The length of time that the lead character has been in the US is unknown. Was there a particular reason you did not reveal that?

It’s a short film and one of the things that [UCLA] pushed at us was that in a short, you cannot do a whole narrative. You have to do a moment. I don’t believe that. I get frustrated with the shorts that are an ambiguous moment that happens. The script was a lot longer, so I cut it down. The first cut was 30 minutes, I cut that down. I didn’t want the audience to think about that too much though. It becomes obvious in the film that the lead has been in the US for a while. And she’s trying to take care of her family and herself as best she can.

How did you cast Gbenga Akinnabe (who played Chris Partlow in The Wire) in the film?

I know right?! I had a producer who had a mutual friend. She sent the script to that friend who sent it to his manager. We got an email back saying that he read it, but that was it. What the hell does that mean? So I tweeted him, I heard you read the script. He replied that he really liked it and that was it. Once, again, what does that mean? I appreciate it, but is that a yes? He and I started chatting back and forth on Twitter and then direct-messaging each other. When he came to LA, I had lunch with him and one of his friends. In the conversation, he asked me, why should I do your movie? And I thought, you already said yes. We’re kind of the same goofy person so it kind of just worked out. We had to push shooting in March to August, so he gave us an entire week and came to Atlanta.
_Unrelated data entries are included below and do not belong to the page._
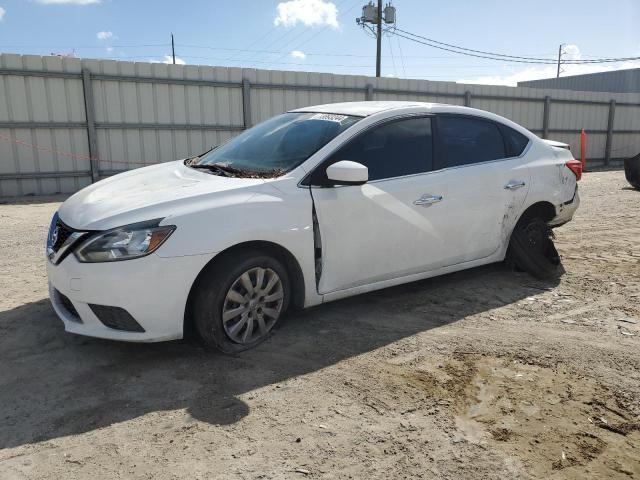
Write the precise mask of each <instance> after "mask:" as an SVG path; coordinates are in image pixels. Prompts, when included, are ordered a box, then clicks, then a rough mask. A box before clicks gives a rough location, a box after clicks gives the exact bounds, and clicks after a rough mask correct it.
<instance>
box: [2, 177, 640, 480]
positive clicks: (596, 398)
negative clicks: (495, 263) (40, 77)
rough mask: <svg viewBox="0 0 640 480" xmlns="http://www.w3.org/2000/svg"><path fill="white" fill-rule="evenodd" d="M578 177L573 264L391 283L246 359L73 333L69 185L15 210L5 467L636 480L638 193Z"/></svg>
mask: <svg viewBox="0 0 640 480" xmlns="http://www.w3.org/2000/svg"><path fill="white" fill-rule="evenodd" d="M580 189H581V198H582V205H581V207H580V209H579V210H578V212H577V214H576V217H575V219H574V221H572V222H570V223H569V224H567V225H565V226H563V227H560V228H558V229H556V231H555V237H556V238H555V244H556V247H557V250H558V252H559V253H560V255H561V257H562V264H563V267H564V270H565V273H564V274H563V275H562V276H561V277H559V278H555V279H550V280H536V279H534V278H532V277H531V276H529V275H528V274H526V273H518V272H513V271H510V270H509V269H507V268H505V267H504V266H503V265H491V266H487V267H481V268H477V269H473V270H469V271H465V272H459V273H456V274H452V275H447V276H444V277H438V278H433V279H429V280H426V281H421V282H417V283H412V284H409V285H404V286H400V287H395V288H391V289H386V290H382V291H378V292H374V293H370V294H367V295H363V296H360V297H353V298H349V299H346V300H342V301H339V302H334V303H330V304H326V305H322V306H319V307H316V308H313V309H310V310H307V311H303V312H294V313H292V314H290V315H289V316H288V318H287V319H286V321H284V322H283V324H282V325H281V326H280V327H279V329H278V331H277V332H276V334H275V335H274V336H273V337H272V338H271V339H270V340H268V341H267V342H266V343H264V344H262V345H260V346H259V347H257V348H256V349H255V350H251V351H248V352H244V353H242V354H238V355H235V356H229V355H222V354H217V353H212V352H210V351H207V350H204V349H202V348H201V347H199V346H197V345H192V344H189V343H185V342H169V343H163V344H125V343H116V342H109V341H102V340H97V339H91V338H83V337H76V336H73V335H70V334H67V333H65V332H64V331H63V327H62V322H61V321H59V320H58V319H57V318H56V316H55V314H54V313H53V311H52V309H51V307H50V305H49V302H48V300H47V298H46V296H47V284H46V275H45V268H44V262H45V259H44V239H45V235H46V229H47V227H48V224H49V220H50V218H51V215H52V214H53V213H54V211H55V210H56V209H57V208H58V206H59V202H60V201H61V200H62V198H44V199H43V198H32V199H20V200H19V201H11V202H7V203H5V204H2V205H0V227H1V228H0V262H1V265H0V272H2V274H1V275H0V288H1V289H2V292H3V293H4V295H3V296H2V297H1V298H0V365H1V366H2V368H0V478H2V479H3V480H4V479H14V478H15V479H22V478H29V479H40V478H65V479H76V478H77V479H86V478H94V479H97V478H109V479H112V478H140V479H146V478H159V479H174V478H189V479H192V478H202V479H205V478H206V479H211V478H243V479H244V478H246V479H270V478H274V479H275V478H354V479H358V478H385V479H386V478H442V479H461V478H462V479H465V478H468V479H476V478H482V479H504V478H512V479H585V478H607V479H609V478H612V479H617V478H620V479H631V478H640V222H639V221H638V219H639V217H640V192H638V191H636V190H634V189H633V188H631V187H630V186H629V185H628V184H627V182H626V180H625V177H624V173H623V172H620V171H615V172H595V173H588V174H586V175H585V176H584V178H583V180H582V181H581V182H580ZM381 228H383V227H382V226H381ZM105 288H108V285H105Z"/></svg>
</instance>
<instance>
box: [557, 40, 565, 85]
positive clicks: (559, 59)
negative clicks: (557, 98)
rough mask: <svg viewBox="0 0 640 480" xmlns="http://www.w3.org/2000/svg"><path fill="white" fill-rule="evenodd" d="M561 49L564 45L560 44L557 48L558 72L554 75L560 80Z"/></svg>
mask: <svg viewBox="0 0 640 480" xmlns="http://www.w3.org/2000/svg"><path fill="white" fill-rule="evenodd" d="M562 47H564V43H561V44H560V46H559V47H558V72H557V73H556V78H560V60H562V54H563V53H564V52H563V51H562Z"/></svg>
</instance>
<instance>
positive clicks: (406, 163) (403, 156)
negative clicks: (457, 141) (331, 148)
mask: <svg viewBox="0 0 640 480" xmlns="http://www.w3.org/2000/svg"><path fill="white" fill-rule="evenodd" d="M340 160H351V161H353V162H358V163H361V164H363V165H364V166H366V167H367V168H368V169H369V180H381V179H385V178H393V177H401V176H404V175H411V174H415V173H424V172H429V171H431V170H432V169H433V140H432V135H431V119H430V118H412V119H405V120H396V121H393V122H391V123H387V124H384V125H381V126H379V127H373V128H372V129H371V130H369V131H367V132H365V133H363V134H362V135H360V136H358V137H357V138H355V139H354V140H352V141H351V142H349V143H348V144H347V145H345V146H344V147H342V148H341V149H340V150H338V151H337V152H336V153H334V154H333V155H332V156H331V159H330V161H329V162H328V163H327V164H326V165H325V166H324V167H321V171H320V178H319V180H320V182H318V181H317V180H316V179H315V178H314V180H313V183H314V184H318V183H321V182H322V176H324V179H325V180H326V166H327V165H330V164H332V163H335V162H338V161H340Z"/></svg>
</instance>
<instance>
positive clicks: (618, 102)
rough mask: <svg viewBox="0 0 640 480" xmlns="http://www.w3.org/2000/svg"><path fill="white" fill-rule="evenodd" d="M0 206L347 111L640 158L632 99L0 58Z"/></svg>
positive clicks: (623, 94) (448, 86)
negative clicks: (316, 108)
mask: <svg viewBox="0 0 640 480" xmlns="http://www.w3.org/2000/svg"><path fill="white" fill-rule="evenodd" d="M0 84H1V85H0V196H14V195H26V194H50V193H57V192H64V193H71V192H74V191H77V190H78V189H80V188H82V187H84V186H86V185H88V184H89V183H91V182H92V181H96V180H98V179H100V178H102V177H104V176H108V175H112V174H113V173H116V172H119V171H123V170H128V169H130V168H136V167H140V166H143V165H150V164H153V163H158V162H165V161H170V160H174V159H177V158H183V157H187V156H190V155H194V154H197V153H200V152H202V151H204V150H205V149H207V148H208V147H209V146H211V145H215V144H218V143H220V142H222V141H224V140H226V139H228V138H229V137H231V136H233V135H235V134H237V133H238V132H240V131H242V130H243V129H245V128H247V127H248V126H251V125H253V124H255V123H257V122H260V121H262V120H264V119H267V118H269V117H271V116H273V115H276V114H278V113H281V112H284V111H287V110H290V109H293V108H298V107H302V106H307V105H313V104H320V103H332V102H343V101H358V100H415V101H425V102H439V103H450V104H457V105H467V106H472V107H476V108H481V109H484V110H489V111H492V112H495V113H497V114H499V115H503V116H505V117H507V118H510V119H512V120H514V121H515V122H518V123H520V124H521V125H523V126H525V127H527V128H528V129H530V130H531V131H532V132H534V133H536V134H538V135H540V136H542V137H544V138H553V139H555V140H559V141H564V142H567V143H569V144H571V146H572V150H573V151H574V152H577V151H579V133H580V129H582V128H584V129H585V130H586V132H587V135H588V137H587V139H588V141H587V158H588V163H587V164H588V167H590V168H595V167H599V166H602V165H606V166H615V165H618V164H619V163H620V160H621V159H624V158H627V157H630V156H633V155H636V154H637V153H638V152H640V94H608V93H599V92H573V91H563V90H543V89H532V88H511V87H500V86H483V85H463V84H456V83H451V82H431V81H424V80H402V79H393V78H381V79H376V78H371V77H364V76H350V75H333V74H321V73H304V72H284V71H269V70H255V69H241V68H226V67H207V66H190V65H188V66H183V65H165V64H157V63H132V62H116V61H110V60H79V59H67V58H64V59H62V58H58V57H39V56H31V55H25V56H21V55H12V54H4V55H0Z"/></svg>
It was the first time I had worked with a professional actor. Let me tell you, I’m in love with “The Wire.” As in, obsessed with “The Wire.” It was awesome to work with him because he’s such a good actor. You get the sense that he’s a good actor from his role in “The Wire.” When I wrote the script, Chris Partlow was the character that I had in mind. There’s this one moment in that show where you see him with his family. You see him with this women and two kids. They allude to some sort of sexual abuse with him as a child. I thought about it: what about a character where you never see the other side to his life? You know there’s another life, and the audience is aware. But what you see is what you see. Before we started, I picked him up from the airport and we read the script together. Then my lead came and they rehearsed together. And then we spent three hours watching videos and clowning. And that’s when I knew … He was the one who introduced me to “ain’t nobody got time for that!” You would think that he would try to take over. But I’m the director and he would ask me, is that what you wanted, and I had no problems giving suggestions. He brought ideas to the table as well. That’s the role of the director: ninety percent of it is casting the right person. It was the first time as an artist where the thing in my head translated well. It made me really happy.